Despite learning more than three years ago that perhaps dozens of homes in Gold Hill Mesa were slowly sinking, heaving and flooding, Colorado Springs city planners and regional building staff allowed development to continue uninterrupted, a Gazette investigation has found.
Here's how Gazette readers reacted to the news:
Think about all the trainwrecks in this town related to planning. Code enforcement is ineffective. New development is allowed despite serious geologic, transportation, and safety shortfalls. Taxpayers are already on the hook for numerous homes that should have never been allowed, and yet it's obvious that this department just keeps rubber stamping developer's wishes with zero concern for the outcomes. What's the common link? Peter Wysocki. It's time for him to go before our city's taxpayers are on the hook for hundreds of other uninhabitable homes.

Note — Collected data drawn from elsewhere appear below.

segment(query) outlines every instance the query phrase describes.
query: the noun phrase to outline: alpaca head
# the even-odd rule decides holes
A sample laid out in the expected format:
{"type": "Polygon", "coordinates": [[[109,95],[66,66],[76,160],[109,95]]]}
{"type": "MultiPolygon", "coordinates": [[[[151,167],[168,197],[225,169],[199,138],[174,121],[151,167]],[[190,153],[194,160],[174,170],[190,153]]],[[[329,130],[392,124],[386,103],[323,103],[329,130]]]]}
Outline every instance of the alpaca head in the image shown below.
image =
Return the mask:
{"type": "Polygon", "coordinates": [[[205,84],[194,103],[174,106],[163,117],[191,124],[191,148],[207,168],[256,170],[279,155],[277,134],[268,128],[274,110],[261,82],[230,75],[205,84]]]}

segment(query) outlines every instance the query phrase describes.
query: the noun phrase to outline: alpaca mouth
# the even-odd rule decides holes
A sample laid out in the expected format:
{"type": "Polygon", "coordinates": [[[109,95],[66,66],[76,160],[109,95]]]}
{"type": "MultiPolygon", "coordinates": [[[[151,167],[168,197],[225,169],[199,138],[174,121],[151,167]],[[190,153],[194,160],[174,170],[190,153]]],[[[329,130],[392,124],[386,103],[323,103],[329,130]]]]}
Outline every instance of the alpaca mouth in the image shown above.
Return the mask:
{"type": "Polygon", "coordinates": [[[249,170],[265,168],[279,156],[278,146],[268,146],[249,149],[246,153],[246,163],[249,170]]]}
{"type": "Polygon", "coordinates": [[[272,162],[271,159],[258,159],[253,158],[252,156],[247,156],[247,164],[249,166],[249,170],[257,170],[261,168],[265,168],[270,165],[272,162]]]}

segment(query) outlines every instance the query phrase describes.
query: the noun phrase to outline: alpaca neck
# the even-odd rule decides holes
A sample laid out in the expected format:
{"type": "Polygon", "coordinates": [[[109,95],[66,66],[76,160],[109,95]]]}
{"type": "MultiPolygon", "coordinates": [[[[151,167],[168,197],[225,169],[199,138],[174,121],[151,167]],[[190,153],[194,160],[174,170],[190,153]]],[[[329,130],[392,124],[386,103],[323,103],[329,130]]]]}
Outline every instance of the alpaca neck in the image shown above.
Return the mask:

This comes as no surprise to me, sadly. Having grown up in the Springs, I have watched the hills rut away when it rains, (this is not stable ground). Watched them try to seed and get grass to grow, which took years. You couldn't give me a house up there. The gold is extracted with cyanid, which doesn't magically disappear. I feel for the homeowners, whom I am guessing are not long time residents of the Springs.
Kudos to Conrad Swanson and the Gazette news department for engaging in careful and thorough investigative journalism. I'm a retired toxicologist and know the history of that area well. Back in the day I often walked my dogs in the area up from 21st and around the smokestack, but I never allowed myself more that one hour there, twice a week. "Dosis sola facit venenum - dose alone determines the poison". I've often wondered why any responsible builder would invest in that site.